Analysts at Piper Sandler said they remain net sellers of financial assets amid the prospect of an emergency rate cut by the Federal Reserve between meetings.
“The subsequent (economic) data or ongoing financial risks do not point to any improvement in the global economy,” Benson Durham, head of global policy and asset allocation, said in a research note. “Market reactions over the past few sessions have risen to a level that calls for an immediate policy response.”
He said there were “no convincing signs that trading has become distressed”.
The MSCI USA ETF (PBUS) remains overvalued (about 6%) relative to fundamentals, and options on the S&P 500 (SP500) remain cheap, Durham said, adding that options traders may be undervaluing the odds of another correction.

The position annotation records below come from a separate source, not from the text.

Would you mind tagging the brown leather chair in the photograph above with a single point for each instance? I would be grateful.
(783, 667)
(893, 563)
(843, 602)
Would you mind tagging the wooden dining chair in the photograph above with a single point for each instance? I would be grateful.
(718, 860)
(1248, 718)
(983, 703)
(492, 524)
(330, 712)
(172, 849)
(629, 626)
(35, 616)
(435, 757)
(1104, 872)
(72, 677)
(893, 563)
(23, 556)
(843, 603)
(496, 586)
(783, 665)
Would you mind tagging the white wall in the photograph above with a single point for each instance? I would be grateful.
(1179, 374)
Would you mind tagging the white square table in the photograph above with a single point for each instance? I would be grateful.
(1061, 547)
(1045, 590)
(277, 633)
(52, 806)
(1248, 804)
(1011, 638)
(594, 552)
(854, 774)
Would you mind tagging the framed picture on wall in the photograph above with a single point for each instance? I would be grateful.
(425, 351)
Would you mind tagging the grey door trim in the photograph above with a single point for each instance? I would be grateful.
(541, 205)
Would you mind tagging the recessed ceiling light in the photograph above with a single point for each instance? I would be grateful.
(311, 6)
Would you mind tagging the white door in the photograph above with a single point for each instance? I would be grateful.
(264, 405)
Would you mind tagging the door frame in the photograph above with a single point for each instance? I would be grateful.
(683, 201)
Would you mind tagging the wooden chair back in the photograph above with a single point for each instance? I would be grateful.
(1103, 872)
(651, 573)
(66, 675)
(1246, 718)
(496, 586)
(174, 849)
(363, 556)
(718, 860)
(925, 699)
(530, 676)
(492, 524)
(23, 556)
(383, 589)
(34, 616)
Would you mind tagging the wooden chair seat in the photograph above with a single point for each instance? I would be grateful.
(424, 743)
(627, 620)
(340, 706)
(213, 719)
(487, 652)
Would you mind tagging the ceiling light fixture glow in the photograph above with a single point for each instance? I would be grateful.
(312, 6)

In addition, according to GARCH models – a statistical model in which error variance is thought to be serially autocorrelated – stock return volatility should begin to moderate, but remain elevated over the next 12 months.
However, even though the major ETFs fell after the July FOMC meeting, year-to-date returns for the S&P 500 (SP500), Nasdaq 100 (QQQM), and Russell 2000 (IWM) remain high (11.61%, 9.52%, and 2.97%, respectively).
“Moreover, trading has remained orderly, and losses have not yet led to the kind of ‘fire sale’ and credit crunch that might prompt a central bank response,” he added.